The above question was partially explored and answered in a paper by Hemaspaandra et. al:
A Downward Collapse within the Polynomial Hierarchy
Does someone happen to know of additional examples not mentioned in this paper or have further intuition as to what needs to happen in order for a class to accomplish this?

Answer 1

I don't have a good answer, but in the spirit of complexity, I have some answers which suggest that a good answer may be hard to come by :).

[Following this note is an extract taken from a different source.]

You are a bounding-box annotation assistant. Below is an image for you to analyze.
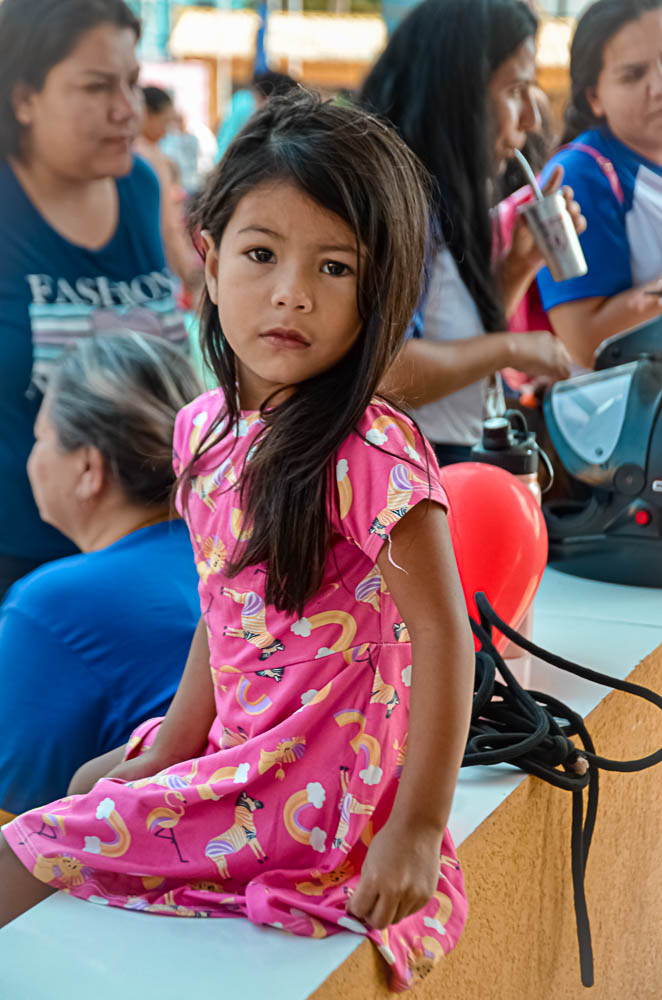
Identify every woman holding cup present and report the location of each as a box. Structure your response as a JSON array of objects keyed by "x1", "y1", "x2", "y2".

1. Note that the generalized version of Ladner's Theorem implies that there are infinitely many poly-time degrees strictly in between $\mathsf{\Sigma_i P}$ and any poly-time degree strictly above it. In particular, if the hierarchy collapses to the $i+1$-st level but not the $i$-th, then there are infinitely many p-degrees between $\mathsf{\Sigma_i P}$ and $\mathsf{\Sigma_{i+1} P} \cap \mathsf{\Pi_{i+1} P}=\mathsf{\Sigma_{i+1} P}$.

2. If I recall correctly, constructing an oracle for which $\mathsf{PH}$ looks like the arithmetic hierarchy is still an open problem. By "looks like the arithmetic hierarchy," I mean that $\mathsf{PH}$ does not collapse, and $\mathsf{\Sigma_{k} P} \cup \mathsf{\Pi_k P} \subsetneq \mathsf{\Delta_{k+1} P} = \mathsf{\Sigma_{k+1} P} \cap \mathsf{\Pi_{k+1} P}$ for all $k$. This at least suggests that the answer to your question may not be known.

3. Ker-I Ko gives oracles in which he separates the levels of $\mathsf{BPH}$ from those of $\mathsf{PH}$. As these two hierarchies intertwine one another, this gives you at least some information about relativizable collapses of problems between the levels of $\mathsf{PH}$.

4. This next reference is the wrong direction, but you might also be interested in the result and its techniques. Chang and Kadin showed that if the Boolean hierarchy (which lives entirely below the second level of $\mathsf{PH}$, but extends $\mathsf{DP}$ to a whole hierarchy) collapses to its $k$-th level then $\mathsf{PH}$ collapses to the $k$-th level of the Boolean hierarchy over $\mathsf{\Sigma_2 P}$.